In response to changes mandated by the 21st Century Cures Act to the legal definition of “device,” the U.S. Food and Drug Administration has amended some of its classification regulations to exclude certain software functions.
“With this final rule, FDA is amending the ‘identification’ description of eight classification regulations so that the regulations no longer include software functions that the Cures Act excluded from the device definition in the [Federal Food, Drug and Cosmetic] Act,” noted the final rule, which was published in the Federal Register on Monday.
WHY IT MATTERS
Among other major changes, section 3060 of the Cures Act amended the FDA’s authority to regulate some medical software.
The Cures Act-amended FD&C Act excludes from the definition of “device” software functions intended for:
- Healthcare facility administrative support
- Healthy lifestyle maintenance (unrelated to disease prevention or treatment)
- Serving as electronic patient records, so long as the function is not intended to interpret or analyze them for the purpose of condition diagnosis, cure, mitigation or treatment
- Transferring, storing, converting formats or displaying clinical laboratory test or other device data or results
“Because the provision only excludes certain software functions from the device definition, the regulatory status of device hardware remains unchanged,” noted the rule.
The eight updated classification regulations include those concerning calculator/data processing modules for clinical use; medical device data systems; medical image storage devices; and medical image communications devices; as well as continuous glucose monitor secondary displays; automated indirect immunofluorescence microscope and software-assisted systems; Picture Archiving and Communications Systems; and home uterine activity monitors.
The FDA makes an exclusion for software functions if they are reasonably likely to have serious adverse health consequences. In addition, devices with multiple functions may contain excluded software.
The rule follows a document posted on the Federal Register this past week by the FDA and the U.S. Department of Health and Human Services that withdrew a proposal by the Trump administration to exempt 84 medical devices from premarket review.
“Upon review, HHS and FDA have determined that the proposed exemptions in the January 15, 2021, Notice were published without adequate scientific support, that the Notice contained errors and ambiguities, and that the Notice is otherwise flawed, as described below,” wrote acting FDA Commissioner Janet Woodcock and HHS Secretary Xavier Becerra in the document.
THE LARGER TREND
The provisions in the Cures Act concerning software and the FDA had caused confusion following the law’s passage, with health IT groups asking the agency to make it clear how it would regulate applications it still considers devices.

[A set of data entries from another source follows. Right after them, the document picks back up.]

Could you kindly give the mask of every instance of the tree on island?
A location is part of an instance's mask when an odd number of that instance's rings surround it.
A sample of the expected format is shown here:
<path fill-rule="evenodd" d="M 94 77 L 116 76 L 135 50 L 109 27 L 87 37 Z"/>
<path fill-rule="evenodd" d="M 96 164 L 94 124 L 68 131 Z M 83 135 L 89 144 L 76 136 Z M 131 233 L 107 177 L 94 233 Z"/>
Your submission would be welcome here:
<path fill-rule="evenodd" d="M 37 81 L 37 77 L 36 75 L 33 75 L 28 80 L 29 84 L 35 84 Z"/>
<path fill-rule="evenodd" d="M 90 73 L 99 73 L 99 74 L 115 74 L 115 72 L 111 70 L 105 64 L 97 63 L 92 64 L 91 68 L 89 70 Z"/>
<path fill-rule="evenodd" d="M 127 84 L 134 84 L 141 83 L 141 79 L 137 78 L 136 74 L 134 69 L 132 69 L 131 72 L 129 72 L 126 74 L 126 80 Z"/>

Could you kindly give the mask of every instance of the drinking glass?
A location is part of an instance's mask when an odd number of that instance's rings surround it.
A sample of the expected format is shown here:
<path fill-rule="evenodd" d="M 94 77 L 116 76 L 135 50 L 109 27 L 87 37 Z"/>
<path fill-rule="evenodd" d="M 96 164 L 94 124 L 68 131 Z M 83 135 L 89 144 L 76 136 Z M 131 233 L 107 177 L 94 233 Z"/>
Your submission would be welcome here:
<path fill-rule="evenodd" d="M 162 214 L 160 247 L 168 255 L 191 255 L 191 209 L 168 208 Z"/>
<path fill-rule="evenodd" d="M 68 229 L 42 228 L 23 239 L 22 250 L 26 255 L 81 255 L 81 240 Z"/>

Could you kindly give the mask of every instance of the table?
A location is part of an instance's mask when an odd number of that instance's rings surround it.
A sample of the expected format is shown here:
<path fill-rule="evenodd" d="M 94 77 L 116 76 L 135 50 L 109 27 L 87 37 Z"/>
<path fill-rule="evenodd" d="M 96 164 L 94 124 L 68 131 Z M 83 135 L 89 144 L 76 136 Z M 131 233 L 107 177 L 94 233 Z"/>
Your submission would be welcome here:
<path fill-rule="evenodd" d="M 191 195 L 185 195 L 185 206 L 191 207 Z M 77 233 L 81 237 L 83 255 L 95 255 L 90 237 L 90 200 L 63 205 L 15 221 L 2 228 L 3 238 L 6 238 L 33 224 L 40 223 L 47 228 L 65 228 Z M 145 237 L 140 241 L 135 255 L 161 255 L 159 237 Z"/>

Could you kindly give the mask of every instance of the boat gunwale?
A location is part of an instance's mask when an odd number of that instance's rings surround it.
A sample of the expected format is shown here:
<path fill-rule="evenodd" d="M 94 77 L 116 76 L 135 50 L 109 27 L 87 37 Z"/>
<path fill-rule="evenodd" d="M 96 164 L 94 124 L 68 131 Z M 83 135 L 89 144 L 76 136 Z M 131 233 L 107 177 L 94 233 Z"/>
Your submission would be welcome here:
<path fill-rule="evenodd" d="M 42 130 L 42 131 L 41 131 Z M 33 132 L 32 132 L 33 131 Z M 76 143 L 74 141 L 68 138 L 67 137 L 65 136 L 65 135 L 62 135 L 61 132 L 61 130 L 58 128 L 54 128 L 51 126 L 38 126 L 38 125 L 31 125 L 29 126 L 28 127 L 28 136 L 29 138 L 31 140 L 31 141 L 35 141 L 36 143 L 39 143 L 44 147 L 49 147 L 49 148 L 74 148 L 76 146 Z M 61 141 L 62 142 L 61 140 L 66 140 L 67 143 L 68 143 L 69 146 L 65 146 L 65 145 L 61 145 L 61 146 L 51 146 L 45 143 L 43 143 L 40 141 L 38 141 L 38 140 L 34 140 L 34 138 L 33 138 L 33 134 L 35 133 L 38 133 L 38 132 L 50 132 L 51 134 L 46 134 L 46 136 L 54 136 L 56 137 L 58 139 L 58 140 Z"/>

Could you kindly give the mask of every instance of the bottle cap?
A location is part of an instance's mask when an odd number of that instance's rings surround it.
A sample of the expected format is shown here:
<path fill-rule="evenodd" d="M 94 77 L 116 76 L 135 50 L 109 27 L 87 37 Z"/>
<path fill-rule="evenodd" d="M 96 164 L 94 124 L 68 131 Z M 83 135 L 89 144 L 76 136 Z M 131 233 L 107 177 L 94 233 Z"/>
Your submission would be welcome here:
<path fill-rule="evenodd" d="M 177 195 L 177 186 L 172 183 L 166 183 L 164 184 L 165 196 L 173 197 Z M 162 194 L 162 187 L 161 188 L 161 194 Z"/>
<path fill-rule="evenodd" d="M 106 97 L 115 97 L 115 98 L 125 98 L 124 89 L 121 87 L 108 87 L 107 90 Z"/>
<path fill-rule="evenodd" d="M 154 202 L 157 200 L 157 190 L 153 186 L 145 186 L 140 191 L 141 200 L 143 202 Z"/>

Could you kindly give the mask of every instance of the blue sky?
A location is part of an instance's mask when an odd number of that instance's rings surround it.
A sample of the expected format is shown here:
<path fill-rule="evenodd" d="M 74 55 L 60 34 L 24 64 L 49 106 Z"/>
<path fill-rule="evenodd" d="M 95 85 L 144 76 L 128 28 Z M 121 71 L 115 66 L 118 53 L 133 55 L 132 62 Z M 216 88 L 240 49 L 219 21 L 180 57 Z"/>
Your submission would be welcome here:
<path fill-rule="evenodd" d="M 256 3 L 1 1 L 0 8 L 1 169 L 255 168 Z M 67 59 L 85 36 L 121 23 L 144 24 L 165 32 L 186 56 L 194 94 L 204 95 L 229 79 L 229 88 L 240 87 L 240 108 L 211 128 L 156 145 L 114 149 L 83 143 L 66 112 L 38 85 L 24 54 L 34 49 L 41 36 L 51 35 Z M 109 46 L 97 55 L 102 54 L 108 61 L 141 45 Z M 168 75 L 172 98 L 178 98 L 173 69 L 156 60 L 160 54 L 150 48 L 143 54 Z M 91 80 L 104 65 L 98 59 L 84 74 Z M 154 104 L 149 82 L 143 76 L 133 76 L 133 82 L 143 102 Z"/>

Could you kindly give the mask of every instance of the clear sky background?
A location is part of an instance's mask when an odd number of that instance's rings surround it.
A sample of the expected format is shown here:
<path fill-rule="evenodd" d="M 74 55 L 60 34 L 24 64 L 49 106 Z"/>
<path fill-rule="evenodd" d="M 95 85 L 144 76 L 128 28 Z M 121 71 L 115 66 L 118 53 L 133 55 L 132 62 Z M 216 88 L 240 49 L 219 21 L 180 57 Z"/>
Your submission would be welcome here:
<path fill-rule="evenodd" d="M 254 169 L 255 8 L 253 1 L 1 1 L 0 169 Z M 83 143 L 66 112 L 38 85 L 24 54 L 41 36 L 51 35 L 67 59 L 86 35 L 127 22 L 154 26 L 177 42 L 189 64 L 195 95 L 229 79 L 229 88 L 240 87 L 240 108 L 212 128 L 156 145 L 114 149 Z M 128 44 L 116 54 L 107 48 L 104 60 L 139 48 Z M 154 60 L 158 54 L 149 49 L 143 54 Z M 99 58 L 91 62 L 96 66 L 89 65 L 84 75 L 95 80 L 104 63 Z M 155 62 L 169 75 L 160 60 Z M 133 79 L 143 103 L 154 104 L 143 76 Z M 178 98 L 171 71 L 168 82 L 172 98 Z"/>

Much of that confusion focused on clinical decision support software; the FDA has released several guidance documents over the years intending to provide clarity on which products are still subject to enforcement.
ON THE RECORD
“In this action, FDA is amending eight classification regulations so that the regulations conform to the medical software provisions of the Cures Act and reflect FDA’s current statutory authority,” explained the agency.